Session II.2 - Continuous Optimization
Poster
Variance-Reduction for SGD with Polyak Stepsizes and Line-Search
Xiaowen Jiang
CISPA Helmholtz Center for Information Security, Germany - This email address is being protected from spambots. You need JavaScript enabled to view it.
The recently proposed stochastic Polyak stepsize (SPS) and stochastic line-search (SLS) for SGD have shown remarkable effectiveness when training over-parameterized models. However, in non-interpolation settings, both algorithms only guarantee convergence to a neighborhood of a solution which may result in worse output than the initial guess. While artificially decreasing the adaptive stepsize has been proposed to address this issue (Orvieto et al. [2022]), this approach results in slower convergence rates for convex and over-parameterized models.

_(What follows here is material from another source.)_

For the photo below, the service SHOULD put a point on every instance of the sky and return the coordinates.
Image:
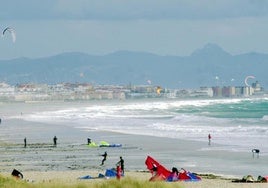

In this work, we make two contributions: Firstly, we propose two new variants of SPS and SLS, called AdaSPS and AdaSLS, which guarantee convergence in non-interpolation settings and maintain sub-linear and linear convergence rates for convex and strongly convex functions when training over-parameterized models. These algorithms require no knowledge of problem-dependent parameters and do not assume bounded iterates under strong convexity assumption. Secondly, we equip AdaSPS and AdaSLS with a novel variance reduction technique and obtain algorithms that require $\widetilde{\mathcal{O}}(n+1/\epsilon)$ gradient evaluations to achieve an $\mathcal{O}(\epsilon)$-suboptimality for convex functions, which improves upon the slower $\mathcal{O}(1/\epsilon^2)$ rates of AdaSPS and AdaSLS without variance reduction in the non-interpolation regimes. Additionally, our result matches the fast rates of AdaSVRG and SARAH.
Joint work with Sebastian U. Stich (CISPA Helmholtz Center for Information Security).